Lycopene and osteoblasts
Kim et al [42] were the first to add lycopene to the medium of osteoblast SaOS-2, and the number of SaOS-2 cells in the medium increased with time, from which they concluded that lycopene stimulates the proliferation of osteoblast SaOS-2 cells in a time-dependent manner, and their results showed that lycopene has a beneficial effect on the proliferation of more mature osteoblast alkaline phosphatase ( ) activity in more mature osteoblasts, but not in young osteoblasts. Our study also confirmed that lycopene at different concentrations of lycopene promoted osteoblast proliferation, alkaline phosphatase expression and bone mineralization. The exact mechanism of action of lycopene on osteoblasts at the molecular level is not well understood and more in-depth studies are needed.
Lycopene and postmenopausal osteoporosis
Clinical studies related to lycopene and osteoporosis have been reported relatively rarely, and epidemiological data show that the consumption of fresh fruits and vegetables rich in lycopene significantly reduces the risk of osteoporosis [44]. Recently .Rao L.G [45] et al. conducted a 7-day clinical trial of lycopene containing foods in 13 postmenopausal women aged 50-60 years and finally examined the correlation between fasting serum lycopene levels, lipid peroxidation reaction, protein sulfhydryl content, I-collagen cross-linked amino-terminal peptide (NTX, bone resorption) and bone alkaline phosphatase (bone formation) and showed that With the increase of lycopene in serum, protein oxidation (protein sulfhydryl groups) was significantly reduced, along with a significant decrease of NTX content in blood. This suggests that lycopene can reduce oxidative stress in the body, which may prevent the development of osteoporosis.

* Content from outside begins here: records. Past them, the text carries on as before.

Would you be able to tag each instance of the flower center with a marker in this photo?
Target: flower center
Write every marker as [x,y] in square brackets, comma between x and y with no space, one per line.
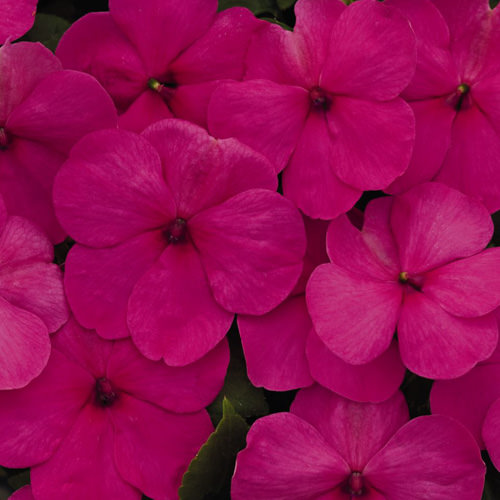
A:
[461,98]
[4,139]
[176,231]
[165,89]
[320,99]
[415,282]
[105,393]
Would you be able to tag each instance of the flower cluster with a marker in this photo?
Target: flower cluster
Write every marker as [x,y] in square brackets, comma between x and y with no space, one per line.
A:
[325,191]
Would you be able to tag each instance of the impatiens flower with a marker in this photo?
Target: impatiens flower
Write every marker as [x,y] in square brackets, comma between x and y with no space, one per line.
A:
[103,419]
[418,266]
[323,100]
[283,352]
[17,18]
[32,302]
[160,58]
[474,400]
[331,448]
[43,112]
[455,97]
[176,232]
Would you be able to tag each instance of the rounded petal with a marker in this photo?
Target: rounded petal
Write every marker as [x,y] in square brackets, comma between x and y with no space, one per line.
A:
[83,462]
[372,382]
[372,141]
[265,115]
[275,346]
[429,457]
[467,287]
[112,188]
[310,180]
[34,420]
[434,224]
[172,313]
[208,171]
[356,430]
[22,66]
[284,453]
[63,107]
[490,433]
[373,52]
[97,287]
[180,389]
[155,461]
[172,27]
[353,315]
[435,344]
[251,247]
[94,44]
[17,18]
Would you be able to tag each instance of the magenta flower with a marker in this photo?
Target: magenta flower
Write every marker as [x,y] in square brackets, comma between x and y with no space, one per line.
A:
[177,231]
[282,351]
[454,96]
[323,100]
[32,302]
[331,448]
[103,419]
[160,58]
[419,266]
[43,112]
[17,18]
[474,400]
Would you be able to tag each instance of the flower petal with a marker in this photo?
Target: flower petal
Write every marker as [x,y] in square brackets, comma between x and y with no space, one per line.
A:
[429,457]
[34,420]
[83,462]
[296,457]
[437,345]
[353,315]
[111,189]
[251,247]
[98,290]
[274,345]
[434,225]
[356,430]
[372,382]
[172,312]
[155,461]
[266,116]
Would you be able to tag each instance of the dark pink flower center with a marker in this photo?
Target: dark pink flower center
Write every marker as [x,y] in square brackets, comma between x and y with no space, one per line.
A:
[320,99]
[461,98]
[4,138]
[415,282]
[164,88]
[105,393]
[176,231]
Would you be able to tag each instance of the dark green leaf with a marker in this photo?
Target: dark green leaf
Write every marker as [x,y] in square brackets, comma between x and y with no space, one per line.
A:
[209,474]
[47,29]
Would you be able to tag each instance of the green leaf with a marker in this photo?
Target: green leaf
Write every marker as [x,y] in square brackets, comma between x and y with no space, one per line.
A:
[47,29]
[258,7]
[209,474]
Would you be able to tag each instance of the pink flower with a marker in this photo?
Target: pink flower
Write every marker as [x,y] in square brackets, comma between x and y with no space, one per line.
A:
[322,101]
[43,112]
[419,266]
[32,302]
[454,96]
[177,231]
[17,18]
[160,58]
[283,352]
[103,419]
[331,448]
[474,400]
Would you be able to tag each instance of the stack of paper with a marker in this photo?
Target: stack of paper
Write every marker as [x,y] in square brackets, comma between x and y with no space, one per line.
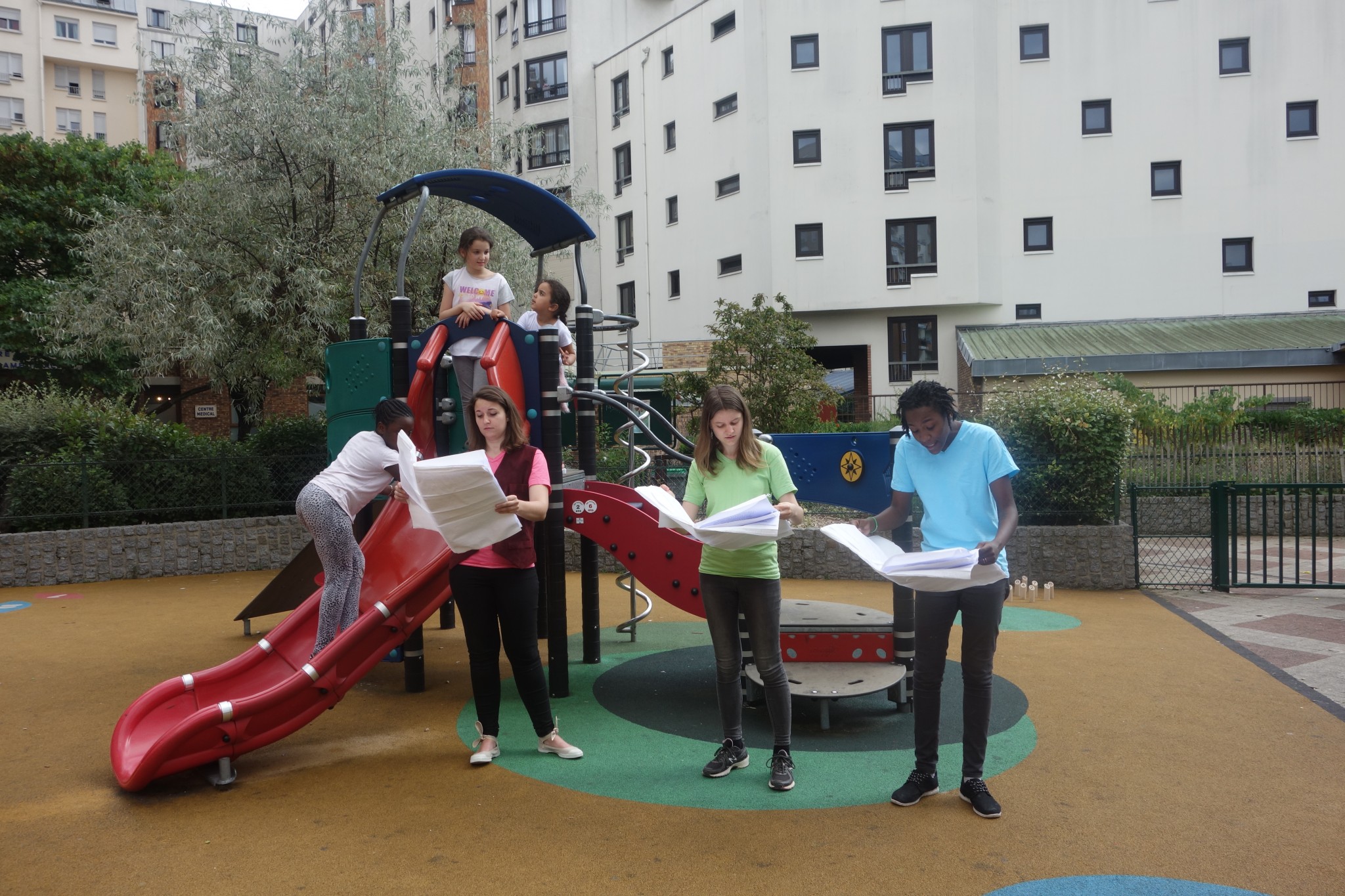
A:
[946,570]
[455,495]
[744,526]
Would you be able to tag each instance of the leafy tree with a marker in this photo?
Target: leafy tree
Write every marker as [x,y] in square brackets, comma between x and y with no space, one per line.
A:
[49,194]
[762,351]
[244,276]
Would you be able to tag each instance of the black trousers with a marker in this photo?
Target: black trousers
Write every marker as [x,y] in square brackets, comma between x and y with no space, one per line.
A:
[981,608]
[499,608]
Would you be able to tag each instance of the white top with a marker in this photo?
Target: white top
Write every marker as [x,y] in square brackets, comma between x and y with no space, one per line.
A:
[359,472]
[493,292]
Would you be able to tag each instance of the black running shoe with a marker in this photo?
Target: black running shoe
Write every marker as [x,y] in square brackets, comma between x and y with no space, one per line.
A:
[782,771]
[917,785]
[974,792]
[726,758]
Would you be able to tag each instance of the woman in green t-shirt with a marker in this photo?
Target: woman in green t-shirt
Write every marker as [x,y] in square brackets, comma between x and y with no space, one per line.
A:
[732,467]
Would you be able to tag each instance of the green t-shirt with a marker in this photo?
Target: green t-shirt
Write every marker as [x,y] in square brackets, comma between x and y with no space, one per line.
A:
[732,485]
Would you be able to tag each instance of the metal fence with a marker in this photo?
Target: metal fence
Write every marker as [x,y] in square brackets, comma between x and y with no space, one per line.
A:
[72,495]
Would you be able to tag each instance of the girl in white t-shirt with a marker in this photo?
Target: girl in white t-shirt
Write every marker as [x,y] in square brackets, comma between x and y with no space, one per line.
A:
[471,293]
[365,469]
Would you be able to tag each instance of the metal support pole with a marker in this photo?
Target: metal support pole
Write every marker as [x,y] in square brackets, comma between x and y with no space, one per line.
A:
[553,530]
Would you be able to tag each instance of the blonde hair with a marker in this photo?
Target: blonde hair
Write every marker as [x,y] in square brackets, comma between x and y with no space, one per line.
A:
[725,398]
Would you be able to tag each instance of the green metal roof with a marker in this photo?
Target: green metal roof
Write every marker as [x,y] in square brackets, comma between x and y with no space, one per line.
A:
[1156,344]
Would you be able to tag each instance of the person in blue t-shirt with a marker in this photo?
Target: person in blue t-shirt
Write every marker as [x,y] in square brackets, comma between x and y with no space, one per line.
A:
[963,475]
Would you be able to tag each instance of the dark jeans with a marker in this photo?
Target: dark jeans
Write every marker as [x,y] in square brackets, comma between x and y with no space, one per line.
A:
[499,606]
[981,610]
[759,602]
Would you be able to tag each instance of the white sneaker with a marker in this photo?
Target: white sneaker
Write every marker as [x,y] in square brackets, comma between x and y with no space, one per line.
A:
[485,756]
[557,746]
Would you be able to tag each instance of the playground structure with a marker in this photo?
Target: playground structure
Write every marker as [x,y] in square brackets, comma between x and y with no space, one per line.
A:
[273,688]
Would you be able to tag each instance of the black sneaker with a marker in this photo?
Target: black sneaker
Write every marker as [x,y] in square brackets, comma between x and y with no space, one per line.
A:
[974,792]
[782,771]
[917,785]
[726,758]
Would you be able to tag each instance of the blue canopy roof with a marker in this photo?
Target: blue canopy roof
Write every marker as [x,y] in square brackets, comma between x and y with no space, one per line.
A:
[537,215]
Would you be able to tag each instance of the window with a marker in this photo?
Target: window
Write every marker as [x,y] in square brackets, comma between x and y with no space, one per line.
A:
[1033,42]
[68,121]
[68,79]
[912,347]
[803,51]
[1234,56]
[911,249]
[907,56]
[548,78]
[724,26]
[621,98]
[1238,255]
[1038,236]
[908,154]
[11,110]
[544,16]
[625,237]
[1165,179]
[807,241]
[1302,119]
[550,146]
[622,163]
[807,147]
[1097,116]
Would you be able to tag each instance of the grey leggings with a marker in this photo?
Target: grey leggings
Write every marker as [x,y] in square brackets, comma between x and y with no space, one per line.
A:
[343,563]
[759,602]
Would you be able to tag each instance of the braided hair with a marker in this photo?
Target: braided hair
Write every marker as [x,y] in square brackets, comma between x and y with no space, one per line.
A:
[927,394]
[391,410]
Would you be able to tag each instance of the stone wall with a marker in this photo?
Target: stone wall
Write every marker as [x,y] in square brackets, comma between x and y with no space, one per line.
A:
[148,551]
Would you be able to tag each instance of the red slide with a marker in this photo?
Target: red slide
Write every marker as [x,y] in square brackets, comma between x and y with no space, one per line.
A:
[272,689]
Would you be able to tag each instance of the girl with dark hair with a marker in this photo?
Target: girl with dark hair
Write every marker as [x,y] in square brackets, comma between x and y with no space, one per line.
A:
[365,469]
[963,475]
[495,587]
[471,293]
[731,467]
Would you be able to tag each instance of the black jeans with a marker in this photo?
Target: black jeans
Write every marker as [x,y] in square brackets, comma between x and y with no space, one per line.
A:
[981,610]
[499,606]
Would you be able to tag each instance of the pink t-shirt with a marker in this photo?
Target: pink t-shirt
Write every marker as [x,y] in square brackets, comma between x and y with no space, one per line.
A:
[487,558]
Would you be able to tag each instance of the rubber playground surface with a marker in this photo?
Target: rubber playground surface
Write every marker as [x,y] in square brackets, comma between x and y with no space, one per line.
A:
[1132,752]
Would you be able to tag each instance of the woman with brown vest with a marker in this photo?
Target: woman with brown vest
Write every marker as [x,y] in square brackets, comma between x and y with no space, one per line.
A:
[495,587]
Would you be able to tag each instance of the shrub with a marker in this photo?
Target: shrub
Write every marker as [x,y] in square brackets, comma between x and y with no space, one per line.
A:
[1070,436]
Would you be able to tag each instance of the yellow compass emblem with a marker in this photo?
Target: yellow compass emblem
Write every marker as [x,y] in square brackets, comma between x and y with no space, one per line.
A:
[852,467]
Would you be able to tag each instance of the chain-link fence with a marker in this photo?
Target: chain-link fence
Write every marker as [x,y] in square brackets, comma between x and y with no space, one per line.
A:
[78,495]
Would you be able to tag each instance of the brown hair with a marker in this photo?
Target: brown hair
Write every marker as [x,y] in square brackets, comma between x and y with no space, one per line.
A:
[514,433]
[725,398]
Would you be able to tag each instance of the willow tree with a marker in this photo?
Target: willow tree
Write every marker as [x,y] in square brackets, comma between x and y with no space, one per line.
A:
[242,274]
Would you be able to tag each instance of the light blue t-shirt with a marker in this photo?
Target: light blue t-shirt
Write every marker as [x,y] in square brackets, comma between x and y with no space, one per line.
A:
[954,485]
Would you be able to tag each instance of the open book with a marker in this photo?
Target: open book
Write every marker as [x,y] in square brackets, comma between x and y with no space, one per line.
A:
[455,495]
[947,570]
[744,526]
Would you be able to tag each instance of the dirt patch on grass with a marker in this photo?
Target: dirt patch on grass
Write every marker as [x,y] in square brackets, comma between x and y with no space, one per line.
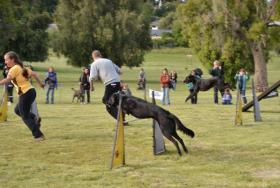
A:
[267,173]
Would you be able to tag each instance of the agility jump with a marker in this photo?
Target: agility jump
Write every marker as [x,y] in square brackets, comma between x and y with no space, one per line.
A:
[262,95]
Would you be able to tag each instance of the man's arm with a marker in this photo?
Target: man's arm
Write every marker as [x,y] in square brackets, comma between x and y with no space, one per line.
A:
[118,69]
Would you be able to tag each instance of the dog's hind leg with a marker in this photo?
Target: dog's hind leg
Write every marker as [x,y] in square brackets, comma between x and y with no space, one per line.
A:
[175,135]
[169,137]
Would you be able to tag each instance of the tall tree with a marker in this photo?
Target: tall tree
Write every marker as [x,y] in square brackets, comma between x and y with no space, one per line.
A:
[234,31]
[27,23]
[119,29]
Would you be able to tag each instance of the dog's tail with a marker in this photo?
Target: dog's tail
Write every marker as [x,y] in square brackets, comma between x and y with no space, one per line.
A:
[182,128]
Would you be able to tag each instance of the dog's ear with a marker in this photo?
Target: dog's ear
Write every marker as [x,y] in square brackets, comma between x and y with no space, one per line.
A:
[131,103]
[113,100]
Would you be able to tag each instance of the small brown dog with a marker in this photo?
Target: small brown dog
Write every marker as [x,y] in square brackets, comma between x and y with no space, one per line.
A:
[78,94]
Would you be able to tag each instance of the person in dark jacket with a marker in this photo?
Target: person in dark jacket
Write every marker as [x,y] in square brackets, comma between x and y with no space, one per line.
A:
[217,71]
[242,77]
[190,86]
[51,82]
[85,85]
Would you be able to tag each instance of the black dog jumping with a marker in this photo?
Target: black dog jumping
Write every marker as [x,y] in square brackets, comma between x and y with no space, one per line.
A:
[143,109]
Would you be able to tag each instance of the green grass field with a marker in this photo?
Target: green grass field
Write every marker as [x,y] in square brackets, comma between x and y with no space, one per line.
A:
[78,148]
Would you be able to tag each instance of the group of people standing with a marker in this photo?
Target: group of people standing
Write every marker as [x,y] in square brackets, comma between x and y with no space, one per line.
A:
[218,71]
[101,68]
[167,81]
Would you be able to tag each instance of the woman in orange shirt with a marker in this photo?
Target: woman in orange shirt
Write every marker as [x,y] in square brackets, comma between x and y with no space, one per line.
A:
[19,75]
[164,82]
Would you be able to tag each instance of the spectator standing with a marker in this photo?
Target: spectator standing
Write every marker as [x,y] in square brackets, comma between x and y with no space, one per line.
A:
[125,89]
[85,85]
[227,97]
[51,82]
[242,77]
[141,79]
[173,79]
[190,86]
[217,71]
[164,82]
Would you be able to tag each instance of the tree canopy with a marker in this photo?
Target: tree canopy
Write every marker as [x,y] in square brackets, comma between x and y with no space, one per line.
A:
[23,27]
[235,32]
[119,29]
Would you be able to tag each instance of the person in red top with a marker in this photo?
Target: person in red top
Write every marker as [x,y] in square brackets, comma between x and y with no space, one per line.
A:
[164,82]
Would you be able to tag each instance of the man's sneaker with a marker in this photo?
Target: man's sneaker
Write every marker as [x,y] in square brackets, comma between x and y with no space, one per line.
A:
[125,123]
[39,139]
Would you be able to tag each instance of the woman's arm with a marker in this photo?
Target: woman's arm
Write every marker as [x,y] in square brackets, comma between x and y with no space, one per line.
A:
[5,80]
[36,76]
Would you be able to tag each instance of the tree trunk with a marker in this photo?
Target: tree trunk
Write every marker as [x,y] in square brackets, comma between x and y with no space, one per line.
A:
[260,66]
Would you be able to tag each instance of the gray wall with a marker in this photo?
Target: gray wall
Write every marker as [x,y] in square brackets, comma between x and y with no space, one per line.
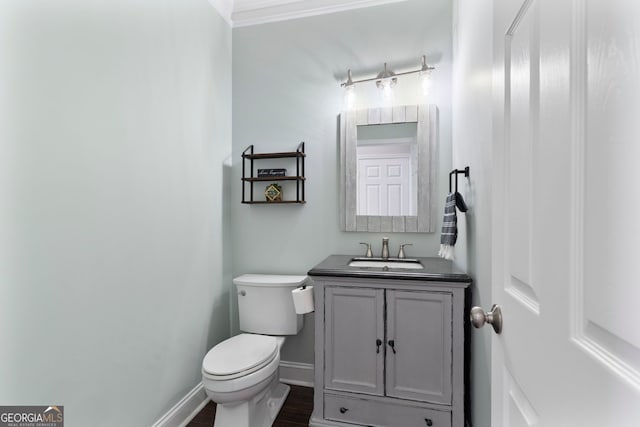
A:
[286,78]
[472,142]
[114,281]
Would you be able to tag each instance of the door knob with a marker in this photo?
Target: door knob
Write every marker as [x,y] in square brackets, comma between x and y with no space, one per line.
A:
[493,317]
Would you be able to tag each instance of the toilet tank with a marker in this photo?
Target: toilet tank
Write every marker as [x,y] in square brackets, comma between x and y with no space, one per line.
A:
[265,304]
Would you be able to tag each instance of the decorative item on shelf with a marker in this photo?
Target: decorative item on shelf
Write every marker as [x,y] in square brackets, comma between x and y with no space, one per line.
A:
[271,172]
[273,192]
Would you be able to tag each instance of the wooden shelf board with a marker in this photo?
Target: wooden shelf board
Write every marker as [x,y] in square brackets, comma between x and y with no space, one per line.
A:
[274,178]
[274,155]
[285,202]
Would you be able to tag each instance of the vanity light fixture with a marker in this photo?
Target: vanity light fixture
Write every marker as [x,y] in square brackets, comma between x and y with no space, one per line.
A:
[386,79]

In summary, lycopene affects the function of osteoblasts and osteoclasts through its antioxidant function, which can effectively intervene in the pathological process of osteoporosis development and ultimately prevent and slow down the onset of osteoporosis. However, there is not much evidence on this aspect of research, such as the direct mechanism of action of lycopene’s antioxidant function is not well understood, and there is a lack of effective animal studies and clinical studies on the effects of lycopene on osteoporosis in large samples. We are currently conducting animal studies on lycopene and osteoporosis and hope that in the near future dietary lycopene therapy can be used instead of drugs to treat osteoporosis or become an effective adjunct to drug therapy for osteoporosis.